Coquandite is a rare secondary antimony sulfate mineral typically found as small, brilliant, yellow to colorless tabular crystals. It most commonly occurs in oxidized zones of antimony-rich hydrothermal deposits, often associated with other antimony oxides. Collectors prize it for its high luster and complex crystal habits, though it is usually found only as small specimens.
Is this coquandite?
5-step field checkRun through these checks against the specimen in your hand. The more boxes tick, the more confident the ID.
- 1Test the hardnessTry to scratch coquandite with a known reference. Coquandite sits at Mohs 2 — softer than the next harder reference, harder than the previous one.
- 2Check the streakDrag the specimen across an unglazed porcelain plate. Coquandite leaves a white streak.
- 3Read the lusterHold the specimen under a strong light. Coquandite typically shows a adamantine luster.
- 4Match the color rangeCompare against the expected color range: yellow, orange, colorless.
- 5Look at form & habitCrystal system: monoclinic. Typical habit: tabular crystals, subparallel aggregates, crusts.
Often confused with
Coquandite vs. its common look-alikes — and how to tell them apart in the field.

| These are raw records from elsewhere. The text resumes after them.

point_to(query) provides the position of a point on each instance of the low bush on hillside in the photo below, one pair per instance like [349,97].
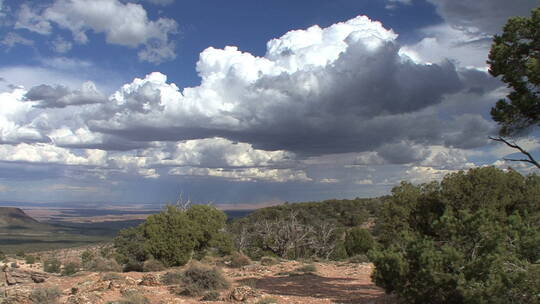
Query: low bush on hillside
[87,256]
[238,260]
[359,258]
[71,268]
[267,300]
[52,265]
[135,266]
[358,241]
[29,259]
[153,265]
[173,236]
[307,269]
[111,276]
[172,278]
[100,264]
[132,298]
[269,261]
[211,296]
[471,238]
[198,279]
[46,295]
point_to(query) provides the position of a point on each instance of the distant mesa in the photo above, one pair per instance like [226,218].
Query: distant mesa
[15,218]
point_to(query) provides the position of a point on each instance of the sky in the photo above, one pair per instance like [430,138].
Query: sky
[248,102]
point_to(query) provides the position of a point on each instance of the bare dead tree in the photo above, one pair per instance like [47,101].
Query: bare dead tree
[183,204]
[323,240]
[530,159]
[242,239]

Often found alongside coquandite
Minerals reported to co-occur with coquandite. Spotting these in float or country rock is a strong cue you are in the right ground.
All properties
- Chemical formula
- Sb₆O₈(SO₄)
- Mohs hardness
- 2
- Density
- 5.45 g/cm³
- Streak
- White
- Luster
- Adamantine
- Transparency
- Transparent
- Crystal system
- Monoclinic
- Crystal habit
- Tabular Crystals, Subparallel Aggregates, Crusts
- Cleavage
- Perfect
- Rarity
- Rare
- Uses
- Collector
- Host rock
- Hydrothermal Veins in Antimony-bearing Deposits
- Typical price
- $50-300 per thumbnail specimen
Where rockhounds find coquandite
Classic worldwide localities
- Cetine mine, Tuscany, Italy
- Pereta mine, Tuscany, Italy
Field-hunting tip
Look in hydrothermal veins in antimony-bearing deposits country — that is the host setting where coquandite typically forms. If you start seeing stibnite, valentinite, senarmontite in float, you are in the right ground. Field specimens usually show a tabular crystals, subparallel aggregates, crusts habit, so train your eye for that shape before scanning the outcrop.